Where do you get your news from?
For this week’s topic pupils in school are looking at the following articles of the UN Convention on the rights of the child:
Article 17 (access to information from the media)
Article 12 (respect of the views of the child)
Our main focus is, ‘What do our pupils think is going on in the world’ and ‘Where do our pupils get this information from?’ When you think about these questions it is easy to forget that most of the news that is accessible to the public is aimed at adults, how do children find out about what is happening in the world?
When we asked the pupils what was in the news, they mentioned Syria and terrorist attacks, as well as Donald Trump being elected in America. Interestingly, when asked if they thought that the Trump election win was a good thing, the vast majority of the school thought it was not. Where did they get that information from?

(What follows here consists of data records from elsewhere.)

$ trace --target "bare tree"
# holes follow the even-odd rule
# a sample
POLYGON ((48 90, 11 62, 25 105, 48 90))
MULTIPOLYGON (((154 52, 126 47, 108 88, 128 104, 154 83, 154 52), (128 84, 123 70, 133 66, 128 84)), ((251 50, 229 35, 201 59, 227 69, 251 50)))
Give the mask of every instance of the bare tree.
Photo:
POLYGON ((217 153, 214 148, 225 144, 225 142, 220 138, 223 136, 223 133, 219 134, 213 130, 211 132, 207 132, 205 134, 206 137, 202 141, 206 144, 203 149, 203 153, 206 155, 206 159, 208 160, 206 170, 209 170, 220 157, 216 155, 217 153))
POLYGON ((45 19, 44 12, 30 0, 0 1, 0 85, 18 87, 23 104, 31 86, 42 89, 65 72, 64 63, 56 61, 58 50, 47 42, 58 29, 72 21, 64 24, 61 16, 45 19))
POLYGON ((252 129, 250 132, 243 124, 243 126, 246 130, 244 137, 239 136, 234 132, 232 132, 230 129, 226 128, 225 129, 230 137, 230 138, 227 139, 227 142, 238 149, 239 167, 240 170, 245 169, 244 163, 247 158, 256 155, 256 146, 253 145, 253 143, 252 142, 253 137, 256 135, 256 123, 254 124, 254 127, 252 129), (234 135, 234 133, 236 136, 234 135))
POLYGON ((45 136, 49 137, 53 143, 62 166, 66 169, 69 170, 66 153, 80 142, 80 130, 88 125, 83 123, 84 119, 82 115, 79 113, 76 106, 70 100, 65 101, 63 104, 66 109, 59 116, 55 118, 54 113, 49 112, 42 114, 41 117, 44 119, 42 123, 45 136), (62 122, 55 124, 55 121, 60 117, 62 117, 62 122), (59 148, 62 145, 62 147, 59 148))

One thing we are aware of in school is how many children just know parts of the news, but not the full story. They hear adults talking about events, without understanding the true meaning or understanding the full facts. One pupil talked about how the French want to make their words sound less English and that tornadoes have come to Britain. I’m not sure if these are true or not. Where did they get this information from?
Within school we have many ways to get the full facts. As a school we subscribe to First News, a weekly newspaper for children. The newspaper writes about issues that are relevant to children in an easily accessible way. As well as popular stories pupils know about, the paper also has a home news and international news section.
As well as our subscription to First News, the school also subscribes to Brainpop, a series of animated cartoons explaining various concepts to pupils. The concepts can range from explaining how to add fractions through to what is happening in the middle east. This is a great resource that pupils can access to help them understand the issues behind the news. For example terrorism is in the news at the moment, pupils could search that topic and find about about 9/11, airport security, Malala Yousafzai and about the troubles in Northern Ireland.
The school also access newsround on CBBC. If you walk around school first thing in the morning, you can often hear the morning bulletin coming out of classrooms. This is a great way for pupils to access a reliable news source in a child friendly way.
The final ideas discussed through our assembly topic was who can you trust when you hear the news. We all know the internet is a valuable resource that contains a huge amount of information, but how much of it can you trust? Our main message to pupils was go to the resources you can trust, for example, the resources we have in school. If you do that you can access reliable, trustworthy information that will keep you up to date about the important goings on in the world.